Study Explores Link Between Extreme Metal Guitar Skills and Male-Male Competition

by Madonna

In a recent study published, researchers delved into the connection between extreme metal guitar skills, mating motivation, and intrasexual competition among heterosexual male guitarists. The study, titled “Extreme metal guitar skill: A case of male-male status seeking, mate attraction, or byproduct?” conducted by Tara DeLecce and colleagues Farid Pazhoohi, Anna Szala, and Todd K. Shackelford, sheds light on the motivations behind mastering complex guitar techniques within the realm of extreme metal.

DeLecce, the lead researcher, expressed her interest in evolutionary perspectives on music but found the dynamics within extreme metal music—specifically, the prevalence of virtuoso-level guitar skills—to be at odds with traditional hypotheses related to heterosexual mating. The study aimed to uncover whether there was an adaptive function behind the heavy investment in learning technical guitar skills in this genre.


The researchers conducted an online survey involving 328 participants, narrowing it down to 44 heterosexual male guitarists who were fans of metal music. The study delved into various aspects of their lives, guitar-playing habits, and preferences.


Participants were asked to rate their liking for both a traditional heavy metal song (“Iron Man” by Black Sabbath) and a more technical extreme metal song (“Shards of Scorched Earth” by Rings of Saturn) to gauge their metal style preferences.


The study also introduced a custom survey, the Guitar Practicing Habits Inventory, focusing on aspects of guitar playing, including practice time, balance between chords and single-note exercises, technicality, and perceived speed compared to other guitarists. Additionally, participants were asked about the maximum tempo at which they could play cleanly, providing a measure of their technical proficiency.
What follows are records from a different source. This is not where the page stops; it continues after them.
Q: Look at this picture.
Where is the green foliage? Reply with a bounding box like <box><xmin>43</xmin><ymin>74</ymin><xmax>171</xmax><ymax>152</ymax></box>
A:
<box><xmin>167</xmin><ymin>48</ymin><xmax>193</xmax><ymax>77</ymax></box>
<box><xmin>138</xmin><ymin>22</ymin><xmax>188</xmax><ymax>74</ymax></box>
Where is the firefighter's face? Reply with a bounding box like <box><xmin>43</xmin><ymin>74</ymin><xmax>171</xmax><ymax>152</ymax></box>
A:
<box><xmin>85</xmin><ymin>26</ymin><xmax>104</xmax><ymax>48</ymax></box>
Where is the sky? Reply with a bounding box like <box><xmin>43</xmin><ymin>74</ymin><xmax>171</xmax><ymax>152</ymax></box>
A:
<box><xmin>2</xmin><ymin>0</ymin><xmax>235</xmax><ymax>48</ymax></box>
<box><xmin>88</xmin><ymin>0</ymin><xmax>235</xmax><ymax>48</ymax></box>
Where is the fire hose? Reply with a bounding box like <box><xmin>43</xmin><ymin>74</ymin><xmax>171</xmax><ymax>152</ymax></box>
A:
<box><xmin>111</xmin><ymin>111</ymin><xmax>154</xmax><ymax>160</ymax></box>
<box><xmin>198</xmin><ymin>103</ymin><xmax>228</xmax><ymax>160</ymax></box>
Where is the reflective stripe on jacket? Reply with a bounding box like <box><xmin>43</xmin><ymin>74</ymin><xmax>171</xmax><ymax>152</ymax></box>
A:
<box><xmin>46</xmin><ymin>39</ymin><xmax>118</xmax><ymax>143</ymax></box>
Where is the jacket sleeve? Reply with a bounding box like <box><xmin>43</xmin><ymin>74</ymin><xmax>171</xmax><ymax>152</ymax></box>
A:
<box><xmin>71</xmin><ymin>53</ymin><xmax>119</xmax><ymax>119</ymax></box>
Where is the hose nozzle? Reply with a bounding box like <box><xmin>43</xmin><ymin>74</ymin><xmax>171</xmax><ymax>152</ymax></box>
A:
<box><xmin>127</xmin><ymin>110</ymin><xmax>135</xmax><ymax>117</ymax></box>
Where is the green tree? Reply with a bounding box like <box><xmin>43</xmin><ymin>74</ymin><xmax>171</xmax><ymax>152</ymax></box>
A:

The findings indicated a positive connection between the time spent playing guitar and the desire facet of the Sociosexual Orientation Inventory-Revised, suggesting a potential higher motivation towards casual sex. However, this did not necessarily correlate with a higher number of lifetime sexual partners.

Moreover, the study identified a significant link between the speed of guitar playing and the Intrasexual Competition Scale. Guitarists who perceived themselves as playing faster than peers exhibited higher levels of intrasexual competitiveness, finding pleasure in feeling superior in skill compared to other male guitarists.

The overall conclusion suggests that within the extreme metal genre, virtuoso guitar playing may be more about asserting dominance and gaining status among male peers rather than directly contributing to mating success.

DeLecce acknowledged certain limitations, including the small sample size and the focus on hobbyist musicians rather than professional guitarists. She emphasized the need for further research before firm conclusions about motivations behind extreme metal guitar playing can be drawn. Additionally, the study’s exploratory nature calls for more comprehensive investigations in the future.